No film has used subterfuge to influence public opinion about an historical event quite like Oliver Stone’s 1991 blockbuster “JFK.” It supposedly tells the true story of District Attorney Jim Garrison of New Orleans, the only man ever to charge anyone for President Kennedy’s murder. As it turns out, the man he put on trial, businessman Clay Shaw, also happened to be innocent. The case Garrison’s office assembled against him was a textbook example of reckless prosecution. After a lengthy trial, the jury deliberated for just 54 minutes before returning a verdict of not guilty.

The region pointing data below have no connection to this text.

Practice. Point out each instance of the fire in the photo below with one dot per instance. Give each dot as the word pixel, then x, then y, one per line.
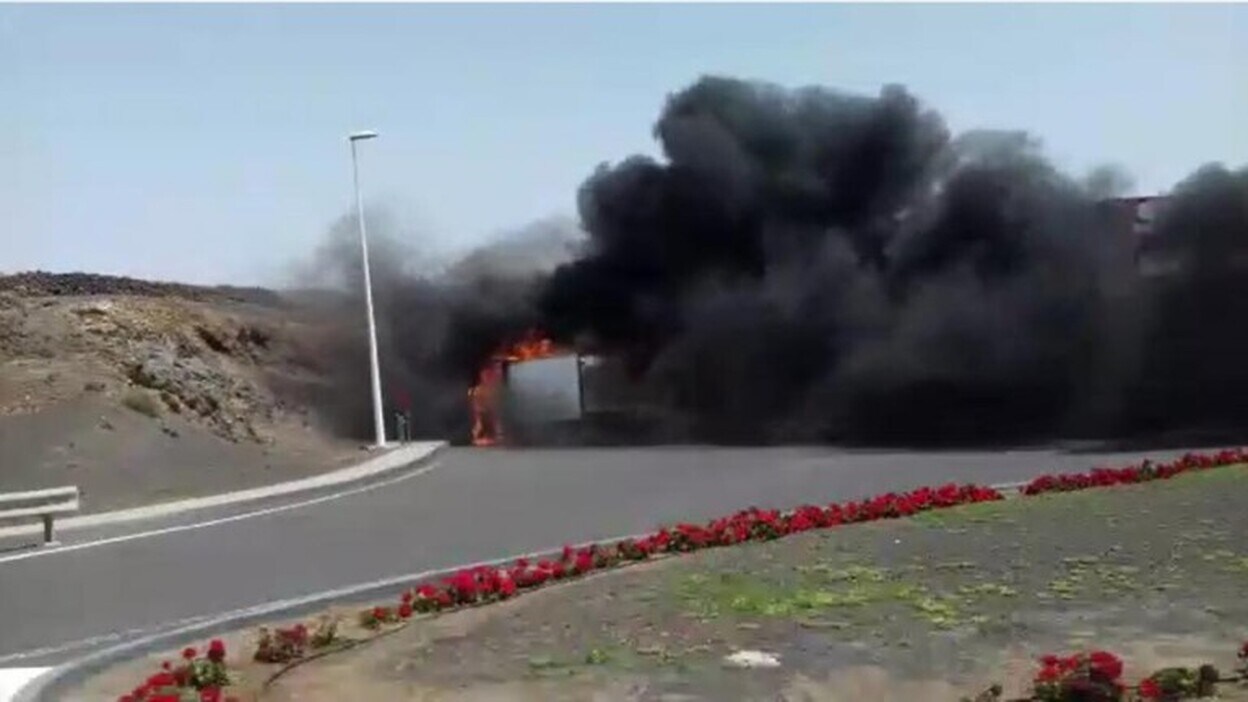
pixel 487 430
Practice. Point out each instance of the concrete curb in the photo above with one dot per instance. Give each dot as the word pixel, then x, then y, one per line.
pixel 59 680
pixel 56 682
pixel 394 459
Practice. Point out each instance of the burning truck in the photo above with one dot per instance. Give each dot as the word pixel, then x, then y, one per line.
pixel 536 391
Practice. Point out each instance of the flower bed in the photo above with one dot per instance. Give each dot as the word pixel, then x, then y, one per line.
pixel 1143 471
pixel 196 678
pixel 1097 677
pixel 491 583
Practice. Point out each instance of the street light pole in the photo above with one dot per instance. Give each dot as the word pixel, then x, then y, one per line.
pixel 373 365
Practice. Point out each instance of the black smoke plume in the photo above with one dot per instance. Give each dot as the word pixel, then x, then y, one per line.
pixel 437 322
pixel 809 265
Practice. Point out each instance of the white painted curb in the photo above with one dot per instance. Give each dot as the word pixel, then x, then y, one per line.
pixel 55 681
pixel 393 459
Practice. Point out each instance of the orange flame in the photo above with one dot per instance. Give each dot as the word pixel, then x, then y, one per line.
pixel 487 430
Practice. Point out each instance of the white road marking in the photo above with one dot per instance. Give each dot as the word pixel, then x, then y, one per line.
pixel 68 548
pixel 377 465
pixel 277 606
pixel 11 680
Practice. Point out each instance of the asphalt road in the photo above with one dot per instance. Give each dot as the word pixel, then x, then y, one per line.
pixel 472 506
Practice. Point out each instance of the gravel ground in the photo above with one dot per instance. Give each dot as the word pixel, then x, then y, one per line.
pixel 924 608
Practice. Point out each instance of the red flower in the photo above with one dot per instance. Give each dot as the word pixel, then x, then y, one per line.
pixel 1048 673
pixel 161 680
pixel 1106 663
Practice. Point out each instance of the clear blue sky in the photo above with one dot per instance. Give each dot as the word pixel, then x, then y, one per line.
pixel 205 143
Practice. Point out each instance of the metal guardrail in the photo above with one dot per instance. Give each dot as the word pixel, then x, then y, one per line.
pixel 43 504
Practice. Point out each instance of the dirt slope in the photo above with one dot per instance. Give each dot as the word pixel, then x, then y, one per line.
pixel 139 391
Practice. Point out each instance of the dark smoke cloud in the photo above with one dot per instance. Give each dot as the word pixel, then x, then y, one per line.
pixel 437 321
pixel 824 266
pixel 809 265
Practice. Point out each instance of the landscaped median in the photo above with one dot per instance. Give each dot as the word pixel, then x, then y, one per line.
pixel 774 595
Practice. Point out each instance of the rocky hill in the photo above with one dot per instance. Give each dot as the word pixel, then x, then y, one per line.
pixel 137 390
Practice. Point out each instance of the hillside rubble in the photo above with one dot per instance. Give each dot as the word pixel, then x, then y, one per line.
pixel 212 356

But that’s not how Stone tells the story. In Stone’s film, Garrison is the hero. His investigation meets stiff resistance from the federal government, presumably because Kennedy’s killers are still very much in power. The assassination is a conspiracy of epic proportions, involving top military brass, defense contractors, the CIA, FBI, Dallas Police, Vice President LBJ, anti-Castro Cubans, the Office of Naval Intelligence, and even the President’s own Secret Service. Lee Oswald not only didn’t act alone, he didn’t act at all. Just a patsy. Oswald was conveniently “sheep-dipped” to look like an unstable Marxist then placed in proximity to the murder so the real killers could make a clean get-away.

The Chicago Tribune editorialized, “The danger is that Stone’s film and the pseudo-history it so effectively portrays will become the popularly accepted version.” Very true, and there’s no doubt that Stone intended to make his film an historical reference that would guide public memory of the assassination. Released with the film was a companion book sent to thirteen thousand teachers across the country. To think that any teacher would present the film to her class as truth! But I’m sure some did and do.

Stone offered an insight into his thinking in an introduction he wrote for a book by Fletcher Prouty, the archetypal crackpot and basis for the mysterious Mr. X character portrayed in “JFK.” Wrote Stone: “Who owns reality? Who owns our history? He who makes it up so that most everyone believes it. That person wins.”

Clearly, the truth isn’t nearly as important to Stone as being the master of the narrative, a task made all the more easy when you happen to be a big Hollywood director with a movie studio at your fingertips. The rest of us aren’t so lucky.

History matters. It matters enough that Hollywood should make an effort to tell the story the way it really happened, or at least to label fiction as such. In the meantime, it’s up to the rest of us to watch historical films with a discerning eye.